One priority is a reduction in chargebacks, which occur when card payments get reversed. “As we’ve seen large-scale cancellations in travel and entertainment, there’s a lot of potential for confusion between buyer and seller into how those resolve,” Forestell explained. He said that the company has created a special dispute-monitoring program amid the coronavirus outbreak that works with sellers and financial institutions to understand the terms of transactions at a time when Visa has seen a significant bump in disputes.
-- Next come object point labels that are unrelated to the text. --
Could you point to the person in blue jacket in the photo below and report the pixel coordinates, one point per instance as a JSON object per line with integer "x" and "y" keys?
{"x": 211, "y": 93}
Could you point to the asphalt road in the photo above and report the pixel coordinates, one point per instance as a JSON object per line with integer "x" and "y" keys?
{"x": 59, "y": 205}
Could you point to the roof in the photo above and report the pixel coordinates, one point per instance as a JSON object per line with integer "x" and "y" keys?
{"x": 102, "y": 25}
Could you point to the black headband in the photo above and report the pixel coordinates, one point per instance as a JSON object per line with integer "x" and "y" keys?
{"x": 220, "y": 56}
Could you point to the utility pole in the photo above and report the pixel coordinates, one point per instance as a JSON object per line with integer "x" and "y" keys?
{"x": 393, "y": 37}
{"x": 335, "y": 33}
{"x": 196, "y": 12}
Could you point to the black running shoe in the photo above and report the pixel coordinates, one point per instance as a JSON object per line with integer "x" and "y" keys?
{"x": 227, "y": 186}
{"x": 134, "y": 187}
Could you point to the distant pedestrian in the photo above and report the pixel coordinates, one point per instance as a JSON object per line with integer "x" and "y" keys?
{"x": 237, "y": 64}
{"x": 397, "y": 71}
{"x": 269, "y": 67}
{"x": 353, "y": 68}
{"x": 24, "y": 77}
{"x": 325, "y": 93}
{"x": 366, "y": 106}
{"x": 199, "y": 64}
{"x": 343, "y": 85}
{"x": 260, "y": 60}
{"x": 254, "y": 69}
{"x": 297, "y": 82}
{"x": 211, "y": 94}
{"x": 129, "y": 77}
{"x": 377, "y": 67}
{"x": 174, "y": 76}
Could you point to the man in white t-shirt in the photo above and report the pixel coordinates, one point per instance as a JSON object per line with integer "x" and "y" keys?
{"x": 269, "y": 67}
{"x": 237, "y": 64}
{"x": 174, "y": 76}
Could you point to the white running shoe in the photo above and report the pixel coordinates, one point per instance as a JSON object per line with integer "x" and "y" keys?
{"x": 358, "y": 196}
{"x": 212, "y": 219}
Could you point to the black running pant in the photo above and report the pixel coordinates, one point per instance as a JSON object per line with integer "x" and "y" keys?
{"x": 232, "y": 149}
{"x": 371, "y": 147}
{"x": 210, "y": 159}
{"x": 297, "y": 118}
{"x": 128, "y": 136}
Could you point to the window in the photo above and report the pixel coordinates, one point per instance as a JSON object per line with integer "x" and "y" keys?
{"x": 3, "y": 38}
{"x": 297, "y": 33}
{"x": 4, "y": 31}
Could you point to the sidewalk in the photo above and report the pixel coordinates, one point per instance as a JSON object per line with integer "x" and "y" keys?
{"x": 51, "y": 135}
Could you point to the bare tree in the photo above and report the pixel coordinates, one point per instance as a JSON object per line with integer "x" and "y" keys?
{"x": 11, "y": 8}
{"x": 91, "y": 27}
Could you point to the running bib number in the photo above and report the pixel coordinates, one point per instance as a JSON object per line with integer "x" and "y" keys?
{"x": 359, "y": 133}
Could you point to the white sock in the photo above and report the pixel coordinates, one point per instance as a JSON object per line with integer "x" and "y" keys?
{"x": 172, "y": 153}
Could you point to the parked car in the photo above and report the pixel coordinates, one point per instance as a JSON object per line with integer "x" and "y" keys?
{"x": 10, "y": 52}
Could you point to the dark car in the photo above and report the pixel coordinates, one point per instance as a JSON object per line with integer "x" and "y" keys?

Visa is also looking to simplify the guest-checkout process, which Forestell said requires that users enter information into 23 fields during the average transaction. The company has converted 10,000 merchants that were using its Visa Checkout button over to a new click-to-pay button that’s being used universally by the credit-card industry to speed up online checkout and validate buyer identities.

Ultimately, Forestell is optimistic that there will still be a shift toward digital payments even after more businesses are able to reopen their physical locations. Already, he said, face-to-face commerce has been getting an electronic spin through curbside pickup options in which “transactions happen in the physical world but the payments themselves are happening in a remote way.”

See also: Visa sees ‘significant deterioration’ in spending but some areas are showing improvement

Beyond that, Visa expects further growth of “touchless commerce” as more people consider tap-to-pay transactions. Usage of tap payments in the U.S. rose 150% in March relative to a year earlier, Forestell said. The country is seeing even bigger contactless growth rates in the U.S. than in many other regions because the U.S. is farther behind in terms of adoption. In the rest of the world, Visa sees 60% of face-to-face transactions occur via tap payments.

Don’t miss: PayPal and Square see improvements in April, but Square has a longer road ahead

Visa shares have fallen 15% over the past three months, though they’re up 4.8% over a one-month span. The Dow Jones Industrial Average DJIA, -2.17%, of which Visa is a component, has lost 21% over the past three months and 2.9% in the past 30 days.